C'était bien une requête nationale du Service central du renseignement territorial (SCRT) du ministère de l'Intérieur. Depuis la révélation par La Dépêche du Midi des courriers reçus par une centaine d'établissements scolaires de la région de Toulouse leur demandant le "pourcentage d'absentéisme" des élèves le jour de la fête de l'Aïd, vendredi 21 avril, la question se posait de savoir s'il s'agissait d'une requête nationale.
RTL a pu consulter l'instruction envoyée par mail le 25 avril à toutes les antennes départementales du renseignement territorial. Il est demandé noir sur blanc aux responsables locaux des ex-renseignements généraux des "éléments" sur la façon dont s'est déroulé le "mois sacré du Ramadan", avec cette précision en gras et soulignée : "Vous mettrez également l'accent sur l'absentéisme scolaire pendant cette période et plus particulièrement à l'occasion de la célébration de l'Aïd-el-Fitr le 21 avril". Dès le 26 avril, des dizaines de lycées, collèges et même écoles élémentaires recevaient à leur tour la demande transmise par le biais de policiers. La révélation de l'information par La Dépêche a provoqué l'indignation d'une large partie de la communauté éducative et de SOS Racisme qui a interpellé le ministère de l'Intérieur sur ces pratiques qui interroge au regard du respect de la laïcité. Les remontées globales sur le déroulement du mois de ramadan sont demandées chaque année au SCRT, le recensement des absences le jour l'Aïd est, lui, inédit.
Dans un communiqué diffusé dimanche soir, Sonia Backès, la secrétaire d'État auprès du ministre de l'Intérieur chargée de la citoyenneté, a concédé qu'une "évaluation du taux d'absentéisme lors de la fête de l'Aïd" a pu être demandée, "dans certaines académies", aux chefs d'établissement. L'Intérieur a également souligné qu'il ne s'agissait en aucun cas de fichage des élèves en fonction de leur religion et qu'aucune donnée nominative n'a été "ni demandée ni recensée à aucun moment". Une tournure qui laissait penser que la requête n'était pas nationale. Elle l'était. Si elle n'a pas été répercutée partout, c'est notamment parce que, dans certains départements, les renseignements territoriaux n'ont pas fait de zèle, d'après les informations de RTL, n'y donnant tout simplement pas suite. Dans l'Hérault, d'après Le Monde, c'est le directeur académique des services de l'éducation nationale (Dasen) qui a fait machine arrière.
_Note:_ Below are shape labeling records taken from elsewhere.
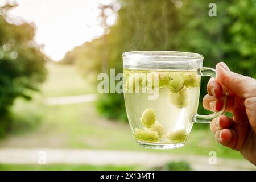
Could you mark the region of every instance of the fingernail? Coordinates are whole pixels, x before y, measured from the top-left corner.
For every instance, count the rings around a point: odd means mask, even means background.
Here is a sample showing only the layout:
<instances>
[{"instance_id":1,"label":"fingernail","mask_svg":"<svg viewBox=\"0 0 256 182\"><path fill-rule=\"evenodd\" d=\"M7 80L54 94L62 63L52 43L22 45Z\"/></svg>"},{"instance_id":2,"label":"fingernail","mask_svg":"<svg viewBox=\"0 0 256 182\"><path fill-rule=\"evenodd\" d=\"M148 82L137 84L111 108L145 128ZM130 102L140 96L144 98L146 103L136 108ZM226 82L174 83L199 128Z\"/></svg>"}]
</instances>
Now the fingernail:
<instances>
[{"instance_id":1,"label":"fingernail","mask_svg":"<svg viewBox=\"0 0 256 182\"><path fill-rule=\"evenodd\" d=\"M220 131L219 134L218 134L218 140L219 142L221 142L222 140L222 138L221 138L221 133L222 132L222 131Z\"/></svg>"},{"instance_id":2,"label":"fingernail","mask_svg":"<svg viewBox=\"0 0 256 182\"><path fill-rule=\"evenodd\" d=\"M216 127L217 129L220 129L220 118L217 118L216 122L215 122L215 125L216 125Z\"/></svg>"},{"instance_id":3,"label":"fingernail","mask_svg":"<svg viewBox=\"0 0 256 182\"><path fill-rule=\"evenodd\" d=\"M213 110L216 110L216 101L212 101L209 104L209 106Z\"/></svg>"},{"instance_id":4,"label":"fingernail","mask_svg":"<svg viewBox=\"0 0 256 182\"><path fill-rule=\"evenodd\" d=\"M210 89L210 91L212 92L212 93L213 96L216 97L216 95L215 94L214 88L212 88Z\"/></svg>"},{"instance_id":5,"label":"fingernail","mask_svg":"<svg viewBox=\"0 0 256 182\"><path fill-rule=\"evenodd\" d=\"M230 71L230 70L229 69L229 67L228 67L228 66L226 65L226 64L225 64L223 62L221 62L219 63L220 65L224 69L225 71Z\"/></svg>"}]
</instances>

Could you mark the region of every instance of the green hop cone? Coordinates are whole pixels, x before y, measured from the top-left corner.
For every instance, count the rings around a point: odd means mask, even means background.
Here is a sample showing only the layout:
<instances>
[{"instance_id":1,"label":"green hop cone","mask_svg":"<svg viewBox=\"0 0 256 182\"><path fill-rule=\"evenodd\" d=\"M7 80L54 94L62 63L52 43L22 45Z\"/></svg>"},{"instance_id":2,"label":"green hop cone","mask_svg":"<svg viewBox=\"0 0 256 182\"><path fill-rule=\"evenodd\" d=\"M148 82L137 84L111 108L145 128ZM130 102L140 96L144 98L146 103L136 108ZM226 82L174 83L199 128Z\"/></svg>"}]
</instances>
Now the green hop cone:
<instances>
[{"instance_id":1,"label":"green hop cone","mask_svg":"<svg viewBox=\"0 0 256 182\"><path fill-rule=\"evenodd\" d=\"M145 73L129 72L126 78L126 86L129 93L139 92L147 86L147 76Z\"/></svg>"},{"instance_id":2,"label":"green hop cone","mask_svg":"<svg viewBox=\"0 0 256 182\"><path fill-rule=\"evenodd\" d=\"M164 135L164 128L158 121L156 121L152 127L149 129L151 131L156 131L159 137L162 137Z\"/></svg>"},{"instance_id":3,"label":"green hop cone","mask_svg":"<svg viewBox=\"0 0 256 182\"><path fill-rule=\"evenodd\" d=\"M147 77L147 86L154 89L157 86L155 82L158 82L158 87L162 88L168 83L168 75L165 72L152 72L148 73Z\"/></svg>"},{"instance_id":4,"label":"green hop cone","mask_svg":"<svg viewBox=\"0 0 256 182\"><path fill-rule=\"evenodd\" d=\"M170 92L169 97L170 102L176 106L177 107L185 107L189 104L189 96L185 86L184 86L183 88L177 93Z\"/></svg>"},{"instance_id":5,"label":"green hop cone","mask_svg":"<svg viewBox=\"0 0 256 182\"><path fill-rule=\"evenodd\" d=\"M200 77L196 72L188 74L185 77L184 84L189 88L200 86Z\"/></svg>"},{"instance_id":6,"label":"green hop cone","mask_svg":"<svg viewBox=\"0 0 256 182\"><path fill-rule=\"evenodd\" d=\"M177 92L183 87L184 78L181 73L172 73L169 75L168 87L171 92Z\"/></svg>"},{"instance_id":7,"label":"green hop cone","mask_svg":"<svg viewBox=\"0 0 256 182\"><path fill-rule=\"evenodd\" d=\"M187 139L187 134L185 129L180 129L171 132L167 136L168 139L172 143L183 143Z\"/></svg>"},{"instance_id":8,"label":"green hop cone","mask_svg":"<svg viewBox=\"0 0 256 182\"><path fill-rule=\"evenodd\" d=\"M141 118L142 125L146 127L151 127L155 122L155 111L152 109L146 109Z\"/></svg>"},{"instance_id":9,"label":"green hop cone","mask_svg":"<svg viewBox=\"0 0 256 182\"><path fill-rule=\"evenodd\" d=\"M146 142L155 142L159 138L156 131L151 131L148 129L141 130L135 128L134 135L138 140Z\"/></svg>"}]
</instances>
Au-delà de la question du nombre de rectorats et d'établissement qui ont finalement donné suite, se pose la question de l'utilité d'une telle demande qui ne pouvait que mettre le feu aux poudres et qui a été interprétée, dès sa révélation, par la communauté éducative et les syndicats d'enseignants, comme une volonté de recensement des élèves musulmans. Une source proche du dossier au ministère de l'Intérieur reconnait sans détour "une maladresse" du Service central du renseignement territorial (SCRT) sur la méthode, tout en soulignant que l'évaluation des absences lors des grandes fêtes religieuses est "néanmoins classique". Sous-entendu : les chiffres auraient pu être demandées directement au ministère de l'Éducation par les services concernés au ministère de l'Intérieur.
Mais sur le fond, la plupart des syndicats d'enseignement ont exprimé leur désaccord total avec le recensement, quand bien même il s'agit de taux d'absentéisme. La loi de 2004 renforcée autorise en effet les élèves à être absents lors des "grandes fêtes religieuses qui ne coïncident pas avec des jours de congés", les absences les jours de l'Aïd ne constituent donc en aucun cas des atteintes présumées à la laïcité, qui fait bel et bien partie des missions du SCRT.